Hacker News new | past | comments | ask | show | jobs | submit login
Ask HN: What tools do you use for data munging and merging?
114 points by hellectronic on Jan 13, 2020 | hide | past | favorite | 72 comments

what tools do you use or know about, e.g. something like Talend DataPreparation (https://www.talend.com/products/data-preparation) ?

I found OpenRefine (http://openrefine.org), which is browser based like Talend DataPreparation.

It would be nice to have a "true" desktop application :)

Looks like you're looking for ETL solutions. It's funny reading some of the replies here, you can tell who's coming from a more BI background compared to a software engineering background.

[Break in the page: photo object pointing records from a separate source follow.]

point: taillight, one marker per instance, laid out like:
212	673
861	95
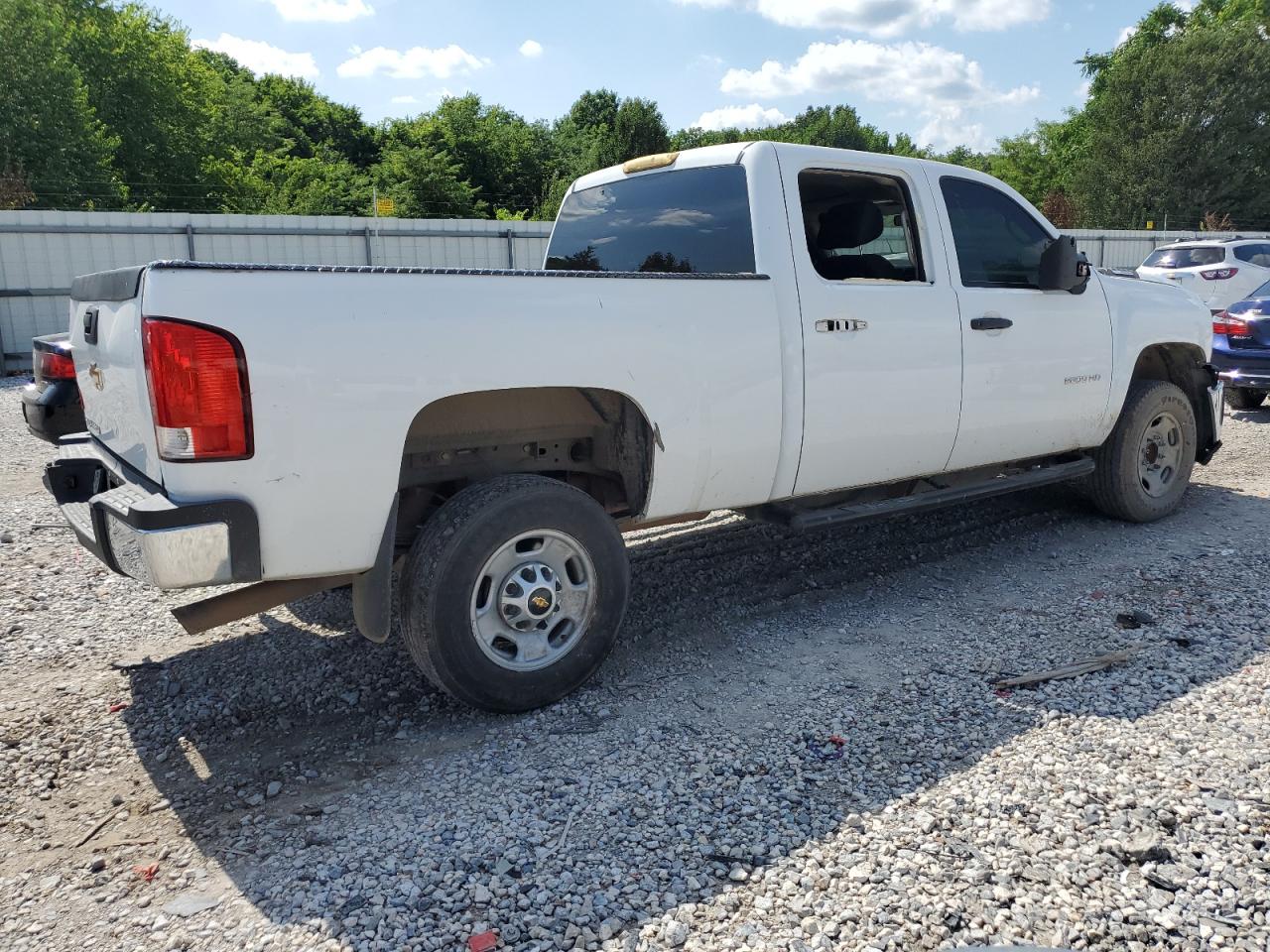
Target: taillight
53	365
1228	325
198	391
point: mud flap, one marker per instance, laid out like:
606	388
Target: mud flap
372	590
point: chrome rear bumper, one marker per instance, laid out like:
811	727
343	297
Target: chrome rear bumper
128	524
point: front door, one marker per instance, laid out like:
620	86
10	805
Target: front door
1038	363
881	344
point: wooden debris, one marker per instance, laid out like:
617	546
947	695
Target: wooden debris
1070	670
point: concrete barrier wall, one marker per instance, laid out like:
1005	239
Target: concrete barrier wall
42	252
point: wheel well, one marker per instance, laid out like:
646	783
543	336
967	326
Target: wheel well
595	439
1184	366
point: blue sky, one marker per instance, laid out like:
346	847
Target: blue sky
945	71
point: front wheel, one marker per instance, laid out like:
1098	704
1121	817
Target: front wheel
1144	466
1243	398
513	592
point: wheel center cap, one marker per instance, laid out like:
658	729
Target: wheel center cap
540	602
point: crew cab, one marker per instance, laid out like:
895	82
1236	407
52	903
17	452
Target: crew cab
807	335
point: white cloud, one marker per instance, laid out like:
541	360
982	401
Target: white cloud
942	85
743	117
414	62
321	10
889	18
262	58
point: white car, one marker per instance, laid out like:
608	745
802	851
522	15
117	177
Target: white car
807	335
1219	271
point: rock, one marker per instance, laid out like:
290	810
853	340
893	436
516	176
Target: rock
675	933
1143	848
190	904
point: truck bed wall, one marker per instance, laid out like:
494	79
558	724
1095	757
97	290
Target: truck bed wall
699	357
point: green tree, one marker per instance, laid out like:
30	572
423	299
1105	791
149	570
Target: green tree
1179	126
426	184
638	130
150	89
497	153
54	150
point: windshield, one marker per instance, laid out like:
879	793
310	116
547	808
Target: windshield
1184	257
690	221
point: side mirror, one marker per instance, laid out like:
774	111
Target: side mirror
1062	267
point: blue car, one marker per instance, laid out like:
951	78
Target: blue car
1241	349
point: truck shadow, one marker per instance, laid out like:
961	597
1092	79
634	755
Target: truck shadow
770	688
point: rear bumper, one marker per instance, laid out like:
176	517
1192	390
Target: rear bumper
54	412
128	524
1242	370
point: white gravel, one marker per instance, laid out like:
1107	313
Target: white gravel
797	746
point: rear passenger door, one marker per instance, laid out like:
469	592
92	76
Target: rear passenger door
881	348
1038	363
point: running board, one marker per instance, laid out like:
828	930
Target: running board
801	518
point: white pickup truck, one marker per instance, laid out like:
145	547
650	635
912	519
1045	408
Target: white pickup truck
806	335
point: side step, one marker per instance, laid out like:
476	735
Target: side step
801	518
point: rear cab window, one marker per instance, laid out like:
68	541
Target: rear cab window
1184	257
690	221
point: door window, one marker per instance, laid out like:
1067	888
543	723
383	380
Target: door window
998	243
858	226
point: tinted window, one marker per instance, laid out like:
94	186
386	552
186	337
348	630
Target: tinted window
697	220
1184	257
858	226
1254	254
998	244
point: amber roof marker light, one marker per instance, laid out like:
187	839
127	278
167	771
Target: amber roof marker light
649	162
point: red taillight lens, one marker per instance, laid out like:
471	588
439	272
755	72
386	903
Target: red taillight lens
198	391
1228	325
54	366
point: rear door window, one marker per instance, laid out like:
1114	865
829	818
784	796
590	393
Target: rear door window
998	243
695	221
1184	257
1254	254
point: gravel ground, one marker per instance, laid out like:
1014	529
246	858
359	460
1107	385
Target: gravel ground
797	746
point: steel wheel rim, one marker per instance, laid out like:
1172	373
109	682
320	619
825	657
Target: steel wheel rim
532	599
1160	453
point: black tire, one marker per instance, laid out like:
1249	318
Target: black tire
1116	485
439	587
1243	398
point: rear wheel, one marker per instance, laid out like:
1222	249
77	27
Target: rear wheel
513	593
1144	466
1245	398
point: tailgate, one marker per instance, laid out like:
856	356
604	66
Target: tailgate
109	367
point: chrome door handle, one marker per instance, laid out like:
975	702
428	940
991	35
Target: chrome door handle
841	324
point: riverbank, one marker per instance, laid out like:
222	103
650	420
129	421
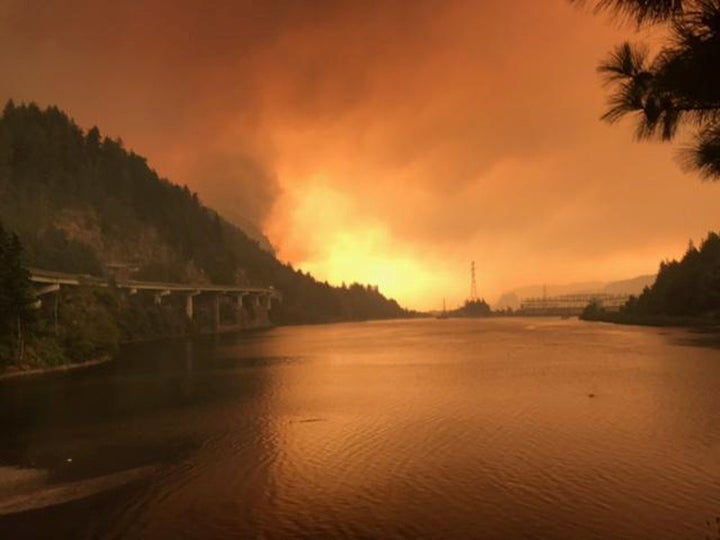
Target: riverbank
706	323
13	372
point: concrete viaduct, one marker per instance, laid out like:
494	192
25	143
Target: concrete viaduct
46	282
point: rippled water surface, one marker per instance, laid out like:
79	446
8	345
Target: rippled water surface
503	428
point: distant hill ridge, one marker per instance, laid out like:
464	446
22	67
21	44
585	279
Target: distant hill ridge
626	286
81	202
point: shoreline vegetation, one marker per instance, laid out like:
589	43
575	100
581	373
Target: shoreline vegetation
685	293
75	201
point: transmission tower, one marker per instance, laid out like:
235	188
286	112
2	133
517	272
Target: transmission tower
473	283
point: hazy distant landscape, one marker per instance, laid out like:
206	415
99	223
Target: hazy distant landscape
338	269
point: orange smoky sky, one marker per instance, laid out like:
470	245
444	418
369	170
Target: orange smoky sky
387	142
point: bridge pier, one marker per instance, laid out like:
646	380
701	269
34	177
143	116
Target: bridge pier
216	311
189	304
157	297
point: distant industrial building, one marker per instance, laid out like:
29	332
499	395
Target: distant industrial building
570	304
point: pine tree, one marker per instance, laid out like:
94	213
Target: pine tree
16	296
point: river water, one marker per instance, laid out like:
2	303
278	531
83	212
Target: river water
499	428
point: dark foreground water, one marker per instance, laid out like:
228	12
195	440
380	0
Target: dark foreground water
506	428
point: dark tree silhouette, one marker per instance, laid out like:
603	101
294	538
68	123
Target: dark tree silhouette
679	86
15	294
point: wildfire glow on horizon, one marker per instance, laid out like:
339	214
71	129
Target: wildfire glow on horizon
387	144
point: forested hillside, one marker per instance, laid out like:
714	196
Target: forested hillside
80	202
686	289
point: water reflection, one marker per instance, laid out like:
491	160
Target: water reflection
435	429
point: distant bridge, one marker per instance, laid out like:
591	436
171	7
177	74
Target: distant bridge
571	304
47	282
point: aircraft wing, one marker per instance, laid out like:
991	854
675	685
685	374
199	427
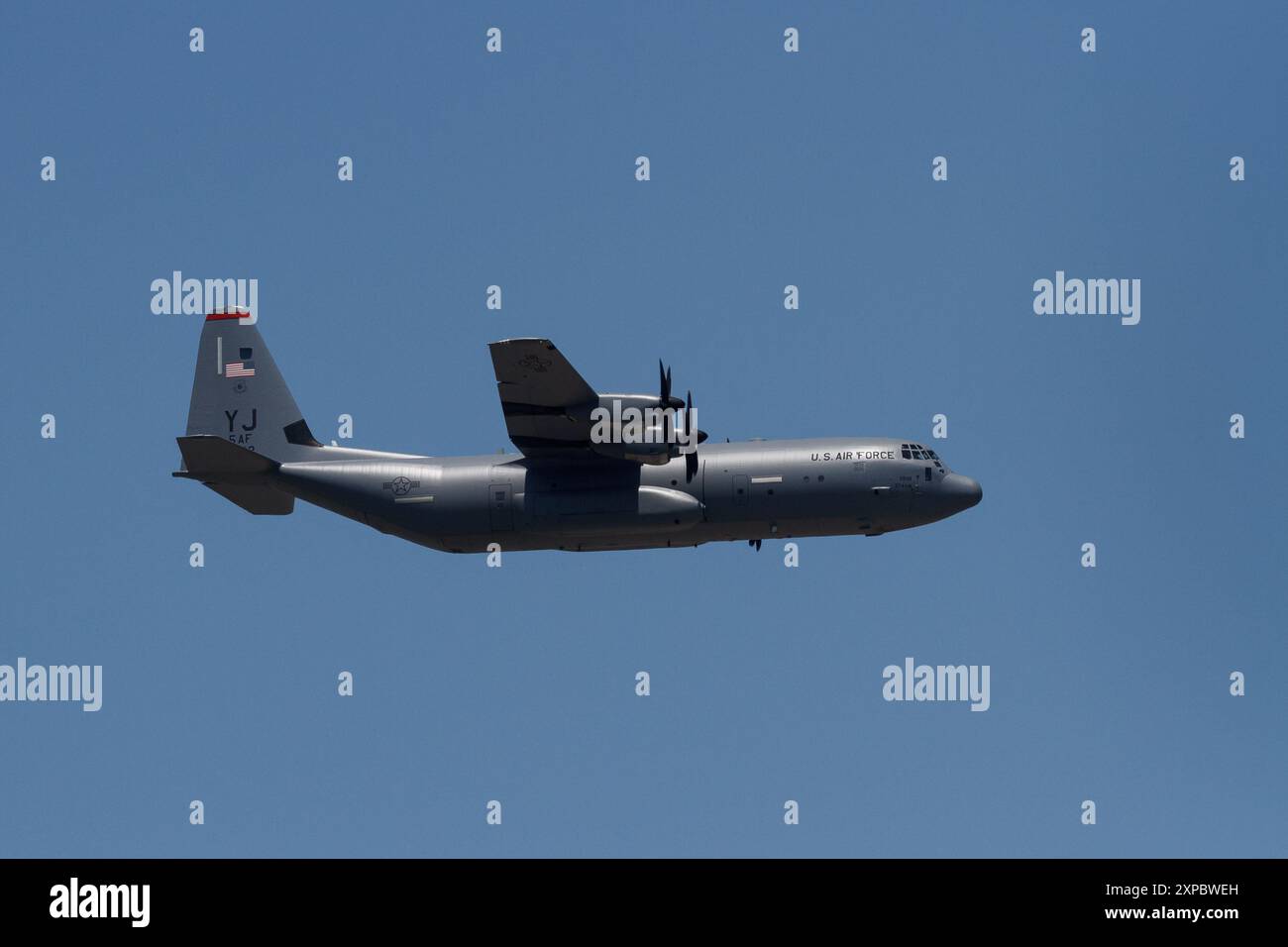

Anyways, I think Alteryx does this job really well. It's great for ETL that the average Joe can pick up and learn very quickly. Sure, the UX could be improved, but it's miles better than AWS' Data Pipeline and other tools. It is a bit costly like another user mentioned, but well worth it IMO. Tableau has introduced some new products the past year or two to compete in this space as well, so if you use Tableau for reporting, look into their new offerings. Dell introduced an ETL tool a few years ago called Boomi. It had some promise a few years ago and might be something to consider. I have no idea what it costs though. Another option is SSIS if the data is eventually going to live in SQL Server or some Microsoft database.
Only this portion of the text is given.